In the instant case plaintiff, while conceding his original negligence, contends that third party defendant was concurrently negligent in failing to maintain a proper lookout, which rendered him unable to take steps to avoid the accident. As evidence of this plaintiff points to defendant's statement that the tractor-trailer was clear of the intersection at the time he reached it. From this we are asked to conclude that defendant had an unobstructed view of the intersection and therefore should have seen plaintiff easing into it in sufficient time to permit him to avoid the collision.
Yet, even if defendant had seen plaintiff's car as it crept into the intersection, he had a right to assume to the last possible moment, that plaintiff would yield the right of way to him. Raper v. Byrum, supra. The reasonableness of this assumption would be reinforced by the relative snail's pace of plaintiff's vehicle as he traversed the intersection, since this would seem to indicate that he was on the lookout for oncoming cars and would halt immediately to let them pass.

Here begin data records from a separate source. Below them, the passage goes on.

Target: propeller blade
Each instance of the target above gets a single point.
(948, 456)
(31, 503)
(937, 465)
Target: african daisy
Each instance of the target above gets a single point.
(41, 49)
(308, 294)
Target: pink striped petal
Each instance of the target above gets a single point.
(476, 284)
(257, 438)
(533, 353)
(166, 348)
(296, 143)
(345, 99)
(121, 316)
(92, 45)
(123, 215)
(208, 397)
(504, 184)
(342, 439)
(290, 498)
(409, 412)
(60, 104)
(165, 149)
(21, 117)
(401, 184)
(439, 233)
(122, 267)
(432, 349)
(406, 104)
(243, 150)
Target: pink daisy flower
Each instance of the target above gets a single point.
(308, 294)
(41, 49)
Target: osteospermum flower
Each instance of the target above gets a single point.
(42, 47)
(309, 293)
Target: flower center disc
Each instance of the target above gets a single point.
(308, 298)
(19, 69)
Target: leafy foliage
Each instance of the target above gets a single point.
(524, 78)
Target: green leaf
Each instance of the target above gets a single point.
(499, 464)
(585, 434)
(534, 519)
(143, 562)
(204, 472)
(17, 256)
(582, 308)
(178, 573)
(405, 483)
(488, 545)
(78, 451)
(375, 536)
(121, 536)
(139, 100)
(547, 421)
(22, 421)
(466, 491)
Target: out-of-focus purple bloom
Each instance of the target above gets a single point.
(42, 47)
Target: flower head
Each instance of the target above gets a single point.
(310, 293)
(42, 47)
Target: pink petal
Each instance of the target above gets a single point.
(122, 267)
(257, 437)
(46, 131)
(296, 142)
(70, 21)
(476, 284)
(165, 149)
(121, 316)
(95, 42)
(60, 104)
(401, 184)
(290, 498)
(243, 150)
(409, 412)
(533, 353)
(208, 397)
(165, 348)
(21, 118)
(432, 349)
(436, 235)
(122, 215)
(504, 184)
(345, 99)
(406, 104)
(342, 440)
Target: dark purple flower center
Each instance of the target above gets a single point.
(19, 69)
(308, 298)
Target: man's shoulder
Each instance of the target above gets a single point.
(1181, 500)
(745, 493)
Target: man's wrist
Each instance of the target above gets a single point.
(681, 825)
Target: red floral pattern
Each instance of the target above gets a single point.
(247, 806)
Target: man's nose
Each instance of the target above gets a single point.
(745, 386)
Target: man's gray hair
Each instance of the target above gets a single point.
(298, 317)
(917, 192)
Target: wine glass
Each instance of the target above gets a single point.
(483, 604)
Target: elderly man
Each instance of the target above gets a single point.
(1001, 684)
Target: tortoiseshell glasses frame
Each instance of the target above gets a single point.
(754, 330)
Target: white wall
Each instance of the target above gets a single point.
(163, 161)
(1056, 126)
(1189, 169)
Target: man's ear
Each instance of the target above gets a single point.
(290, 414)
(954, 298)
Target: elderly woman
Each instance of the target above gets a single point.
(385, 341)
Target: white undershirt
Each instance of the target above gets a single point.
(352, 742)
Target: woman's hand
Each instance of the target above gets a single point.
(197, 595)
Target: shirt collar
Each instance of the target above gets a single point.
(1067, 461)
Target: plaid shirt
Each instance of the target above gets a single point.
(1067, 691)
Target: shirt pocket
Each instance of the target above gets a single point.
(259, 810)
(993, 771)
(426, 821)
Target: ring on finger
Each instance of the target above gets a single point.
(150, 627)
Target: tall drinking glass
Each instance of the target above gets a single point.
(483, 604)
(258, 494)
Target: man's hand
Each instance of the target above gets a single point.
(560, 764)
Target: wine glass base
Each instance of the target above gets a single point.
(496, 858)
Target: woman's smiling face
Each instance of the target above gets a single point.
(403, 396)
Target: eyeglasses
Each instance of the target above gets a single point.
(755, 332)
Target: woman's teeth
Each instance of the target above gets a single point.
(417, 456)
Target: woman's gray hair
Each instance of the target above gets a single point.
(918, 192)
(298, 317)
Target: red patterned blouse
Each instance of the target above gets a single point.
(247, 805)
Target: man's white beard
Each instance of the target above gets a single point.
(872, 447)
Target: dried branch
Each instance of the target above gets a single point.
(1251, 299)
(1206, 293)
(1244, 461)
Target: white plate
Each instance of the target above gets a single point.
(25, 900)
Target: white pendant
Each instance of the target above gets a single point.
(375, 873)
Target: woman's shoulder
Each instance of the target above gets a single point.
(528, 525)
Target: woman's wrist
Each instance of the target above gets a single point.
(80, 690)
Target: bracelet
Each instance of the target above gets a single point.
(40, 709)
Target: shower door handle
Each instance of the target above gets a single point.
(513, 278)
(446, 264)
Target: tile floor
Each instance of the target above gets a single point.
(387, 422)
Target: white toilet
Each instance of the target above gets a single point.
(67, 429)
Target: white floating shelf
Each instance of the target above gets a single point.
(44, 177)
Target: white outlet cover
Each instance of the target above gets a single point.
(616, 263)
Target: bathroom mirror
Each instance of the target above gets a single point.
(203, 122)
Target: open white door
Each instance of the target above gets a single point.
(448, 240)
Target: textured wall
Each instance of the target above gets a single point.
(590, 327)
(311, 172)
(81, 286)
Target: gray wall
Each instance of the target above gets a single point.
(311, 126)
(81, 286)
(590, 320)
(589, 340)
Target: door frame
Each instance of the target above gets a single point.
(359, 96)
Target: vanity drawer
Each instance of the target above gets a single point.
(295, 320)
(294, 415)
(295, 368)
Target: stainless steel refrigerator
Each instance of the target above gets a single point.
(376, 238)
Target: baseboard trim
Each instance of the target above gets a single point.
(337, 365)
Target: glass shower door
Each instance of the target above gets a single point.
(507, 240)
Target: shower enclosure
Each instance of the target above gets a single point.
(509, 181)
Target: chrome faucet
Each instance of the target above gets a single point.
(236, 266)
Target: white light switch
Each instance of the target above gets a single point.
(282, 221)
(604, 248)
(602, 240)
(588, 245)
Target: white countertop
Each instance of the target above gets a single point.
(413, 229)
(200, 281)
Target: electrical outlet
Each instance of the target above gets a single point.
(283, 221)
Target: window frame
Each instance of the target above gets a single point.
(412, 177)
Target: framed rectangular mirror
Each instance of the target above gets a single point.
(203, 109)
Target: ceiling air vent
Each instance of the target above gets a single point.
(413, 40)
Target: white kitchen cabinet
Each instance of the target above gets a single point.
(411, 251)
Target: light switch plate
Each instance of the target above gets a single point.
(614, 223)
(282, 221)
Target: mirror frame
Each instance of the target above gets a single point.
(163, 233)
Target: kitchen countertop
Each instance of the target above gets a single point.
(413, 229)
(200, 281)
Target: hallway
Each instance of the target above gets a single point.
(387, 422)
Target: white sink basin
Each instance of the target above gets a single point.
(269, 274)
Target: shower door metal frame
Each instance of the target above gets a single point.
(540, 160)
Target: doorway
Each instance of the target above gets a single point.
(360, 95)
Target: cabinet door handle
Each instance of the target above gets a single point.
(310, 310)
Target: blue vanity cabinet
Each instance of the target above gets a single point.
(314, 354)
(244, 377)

This conclusion is further supported by plaintiff's statement that he was struck almost instantaneously after he stopped, from which we can deduce that defendant was almost upon the plaintiff when the latter entered the left lane and there would have been no time to avoid the collision. Thus, even if we accept plaintiff's assertion that defendant had an unobstructed view of the intersection, on these facts defendant's failure to see plaintiff's vehicle until just before the collision would not be a concurring proximate cause of the accident. Defendant was entitled to assume that plaintiff would yield the right of way to him and allow defendant to pass safely. For this reason, defendant's motion for judgment notwithstanding the verdict on the third party claim should have been granted. Our decision on this issue renders it unnecessary for us to consider defendant's other assignments of error as to the trial court's charge to the jury and its failure to grant new trial.
For the foregoing reasons, the decision of the Court of Appeals is REVERSED.